Abstract:
Objective To evaluate the efficacy and safety of PEG-rhG-CSF therapy in the primary and secondary prevention of chemotherapy-induced neutropenia.
Methods This single-center, one-arm, and open-label clinical study involved 217 patients with non-myeloid malignant tumors. These patients included 18 gynecologic oncology (3 endometrial and 15 ovarian cancer), 50 breast cancer, 30 bone tumor, and 119 lymphoma patients who underwent a total of 774 cycles of chemotherapy, comprising 146 primary and 71 secondary prevention patients. The patients ≥ 45 kg and those < 45 kg received a single subcutaneous injection of 6 mg and 3 mg PEG-rhG-CSF, respectively, 24-48 h after the chemotherapy was completed. All patients received only one dose of PEG-rhG-CSF administration per chemotherapy cycle.

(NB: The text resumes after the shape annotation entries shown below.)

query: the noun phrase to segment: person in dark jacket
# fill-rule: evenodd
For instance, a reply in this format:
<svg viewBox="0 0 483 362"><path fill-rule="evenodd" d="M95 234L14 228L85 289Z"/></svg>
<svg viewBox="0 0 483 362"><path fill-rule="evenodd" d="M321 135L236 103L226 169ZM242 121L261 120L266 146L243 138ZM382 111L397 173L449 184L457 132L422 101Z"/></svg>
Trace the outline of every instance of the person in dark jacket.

Results The overall incidence of febrile neutropenia (FN) was found to be 5.7%, with rates of 4.9% and 7.2% in the primary and secondary prevention groups, respectively. Univariate and multivariate Logistic regression analyses revealed that the longer PEG-rhG-CSF was sustained in the treatment cycle, the lower the incidence of FN was. The incidence of FN was significantly lower in the second cycle of the treatment than in the first in both the primary and secondary prevention groups (cycle 1 vs. cycle 2:11.6% vs. 4.4%, respectively, P=0.039, in the primary group; 16.9% vs. 5.6%, respectively, P=0.034, in the secondary group). The overall incidence of grade Ⅳ neutropenia was 10.3% (80/774), with rates of 6.7% (34/510) and 17.4% (46/264) in the primary and secondary prevention groups, respectively (P < 0.001). The incidence of grade Ⅳ neutropenia was significantly lower in the second cycle of the treatment than in the first (cycle 1 vs. cycle 2:17.1% vs. 5.3%, respectively, P=0.004, in the primary group; 46.5% vs. 11.3%, respectively, P < 0.001, in the secondary group). The treatment-induced toxicity mainly involved bone pain, with 3.7% (8/217) and 1.8% (4/217) incidence rates for grade 1-2 and 3-4 bone pain, respectively.
Conclusions PEG-rhG-CSF administration can effectively reduce the incidence of FN (5.7%) when prophylactically applied to patients with non-myeloid malignant tumors. Primary prevention can significantly reduce the risk of grade Ⅳ neutropenia in all chemotherapy cycles relative to the secondary prevention.